# Wine bottle lights



## AtlRemodeling (Jan 23, 2008)

I was looking at the pendant lights in Gus' "another white kitchen" and it reminded me of the lights we made for a recent basement. The owner had seen these somewhere on-line and requested we make some up for her. Turned out looking pretty cool.


Since these pics were taken we added third light in the middle that is raised a bit higher to create a contrast.


----------



## rselectric1 (Sep 20, 2009)

OK, stupid electricians need to know:
How did you do that
Is the bottom open
Where are the UL stickers
Did you cut the bottle 
How did you cut the bottle 
ETC.

That's cool!


----------



## AtlRemodeling (Jan 23, 2008)

RS,

They were very easy to make. First we drank the wine and then sat around the next day with a hang over. 

We used a tile saw to cut the bottoms off and a dremel with a sanding stone to smooth out the bottom. For quick and easy we used a pendant kit from Lowe's but didn't buy the pendant glass.

Took the pendant apart and fed the cord back through the top of the bottle and wired to the ceiling box. The bottle rest down over the top of the pendant base (UL sticker still attached).
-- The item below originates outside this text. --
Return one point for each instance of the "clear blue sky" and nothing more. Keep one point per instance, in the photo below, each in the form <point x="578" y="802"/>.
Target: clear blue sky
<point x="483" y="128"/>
To change out the bulb, just lift the bottle for easy access. 

Homeowner and all the neighbors love it and we already have another client that wants them for a wine bar/cellar we are planning.


----------



## DavidC (Feb 16, 2008)

Not sure if I like the lights, but I like the idea and the process. Specially the first part. And I really like happy clients. Good job.

Good Luck
Dave


----------



## TimberTom (Oct 26, 2009)

Great concept and execution for a bar! Im going to use that idea for a client in the near future! Thanks.


----------



## Tom Struble (Mar 2, 2007)

im stealing it too:thumbup:
years back they had a kit so you could make glasses and such from bottles,had a diamond wheel that you spun the bottle against


----------



## TimberTom (Oct 26, 2009)

tomstruble said:


> im stealing it too:thumbup:


We're both giving Toms everywhere a bad name lol


----------



## AtlRemodeling (Jan 23, 2008)

Thieves! Just kidding.

I posted it specifically to give the idea to others - just like I am trying desperately to find somewhere to use Gus' marble inlaid sink idea - hope Gus doesn't mind :whistling.

I'll give full credit for the idea to you Gus - something tells me we are not in the same market since its easily 2500 miles apart.


----------